We introduce Latent Action Pretraining for general Action models (LAPA), an unsupervised method for pretraining Vision-Language-Action (VLA) models without ground-truth robot action labels. Existing Vision-Language-Action models require action labels typically collected by human teleoperators during pretraining, which significantly limits possible data sources and scale. In this work, we propose a method to learn from internet-scale videos that do not have robot action labels. We first train an action quantization model leveraging VQ-VAE-based objective to learn discrete latent actions between image frames, then pretrain a latent VLA model to predict these latent actions from observations and task descriptions, and finally finetune the VLA on small-scale robot manipulation data to map from latent to robot actions.
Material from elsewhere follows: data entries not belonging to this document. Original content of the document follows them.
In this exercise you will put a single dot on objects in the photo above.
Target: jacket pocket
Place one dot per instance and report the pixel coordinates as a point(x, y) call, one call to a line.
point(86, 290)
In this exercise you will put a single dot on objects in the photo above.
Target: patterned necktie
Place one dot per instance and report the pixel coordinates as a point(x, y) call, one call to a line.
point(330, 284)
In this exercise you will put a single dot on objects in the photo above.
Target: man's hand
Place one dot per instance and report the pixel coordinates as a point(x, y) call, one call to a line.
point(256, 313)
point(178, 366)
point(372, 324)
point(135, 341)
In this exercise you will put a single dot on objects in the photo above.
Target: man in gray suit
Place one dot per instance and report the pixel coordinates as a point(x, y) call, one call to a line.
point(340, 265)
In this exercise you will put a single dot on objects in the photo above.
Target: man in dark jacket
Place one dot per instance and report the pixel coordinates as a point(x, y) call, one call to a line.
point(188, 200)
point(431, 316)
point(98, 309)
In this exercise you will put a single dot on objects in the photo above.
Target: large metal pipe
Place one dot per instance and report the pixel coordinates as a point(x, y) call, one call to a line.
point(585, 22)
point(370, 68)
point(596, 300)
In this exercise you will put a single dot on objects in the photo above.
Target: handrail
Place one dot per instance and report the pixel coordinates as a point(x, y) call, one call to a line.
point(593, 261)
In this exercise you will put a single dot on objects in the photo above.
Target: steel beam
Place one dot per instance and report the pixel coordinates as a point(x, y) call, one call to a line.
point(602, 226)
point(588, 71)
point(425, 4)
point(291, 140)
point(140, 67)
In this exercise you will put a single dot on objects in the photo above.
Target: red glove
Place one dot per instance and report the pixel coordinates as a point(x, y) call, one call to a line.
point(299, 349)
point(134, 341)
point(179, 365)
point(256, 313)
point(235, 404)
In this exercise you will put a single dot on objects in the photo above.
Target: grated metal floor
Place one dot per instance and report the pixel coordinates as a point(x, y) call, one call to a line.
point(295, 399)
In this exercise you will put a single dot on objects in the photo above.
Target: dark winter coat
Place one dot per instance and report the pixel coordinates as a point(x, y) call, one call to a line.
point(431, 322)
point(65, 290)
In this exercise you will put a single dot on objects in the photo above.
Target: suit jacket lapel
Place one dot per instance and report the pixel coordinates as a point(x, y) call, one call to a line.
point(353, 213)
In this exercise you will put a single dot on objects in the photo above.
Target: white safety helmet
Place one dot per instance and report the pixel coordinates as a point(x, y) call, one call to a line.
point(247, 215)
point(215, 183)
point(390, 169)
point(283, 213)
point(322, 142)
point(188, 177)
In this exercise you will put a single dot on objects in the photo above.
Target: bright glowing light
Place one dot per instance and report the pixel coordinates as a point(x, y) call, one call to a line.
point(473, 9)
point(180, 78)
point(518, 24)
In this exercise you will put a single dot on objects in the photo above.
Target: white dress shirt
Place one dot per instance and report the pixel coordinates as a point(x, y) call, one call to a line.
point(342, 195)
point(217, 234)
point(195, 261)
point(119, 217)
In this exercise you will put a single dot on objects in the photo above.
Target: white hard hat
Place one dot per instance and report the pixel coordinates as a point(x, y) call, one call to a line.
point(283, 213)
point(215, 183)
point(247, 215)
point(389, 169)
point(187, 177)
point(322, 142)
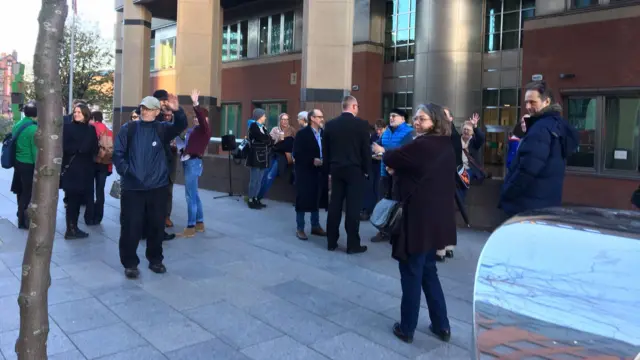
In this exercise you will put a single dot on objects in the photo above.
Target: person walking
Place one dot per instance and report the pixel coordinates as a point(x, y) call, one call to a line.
point(347, 158)
point(258, 159)
point(311, 180)
point(536, 176)
point(24, 132)
point(141, 161)
point(79, 147)
point(197, 140)
point(424, 169)
point(103, 169)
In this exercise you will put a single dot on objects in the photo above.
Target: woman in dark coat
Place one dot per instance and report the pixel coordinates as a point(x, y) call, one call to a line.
point(258, 159)
point(312, 182)
point(425, 175)
point(80, 146)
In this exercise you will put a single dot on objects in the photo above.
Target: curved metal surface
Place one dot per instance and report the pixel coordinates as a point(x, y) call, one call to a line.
point(448, 58)
point(561, 283)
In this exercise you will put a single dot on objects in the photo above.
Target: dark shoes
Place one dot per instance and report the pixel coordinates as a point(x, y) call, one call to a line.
point(158, 268)
point(380, 237)
point(444, 335)
point(301, 235)
point(318, 231)
point(76, 233)
point(132, 273)
point(400, 335)
point(357, 250)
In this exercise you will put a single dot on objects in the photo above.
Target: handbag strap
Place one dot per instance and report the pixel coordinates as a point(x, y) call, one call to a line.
point(473, 161)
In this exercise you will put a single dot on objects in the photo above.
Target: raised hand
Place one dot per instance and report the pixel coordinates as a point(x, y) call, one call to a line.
point(195, 94)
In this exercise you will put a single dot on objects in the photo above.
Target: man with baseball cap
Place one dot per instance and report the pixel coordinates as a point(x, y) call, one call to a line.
point(140, 158)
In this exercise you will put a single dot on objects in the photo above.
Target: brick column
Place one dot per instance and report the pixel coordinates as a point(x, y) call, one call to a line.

Experimental results demonstrate that our method significantly outperforms existing techniques that train robot manipulation policies from large-scale videos. Furthermore, it outperforms the state-of-the-art VLA model trained with robotic action labels on real-world manipulation tasks that require language conditioning, generalization to unseen objects, and semantic generalization to unseen instructions. Training only on human manipulation videos also shows positive transfer, opening up the potential for leveraging web-scale data for robotics foundation model.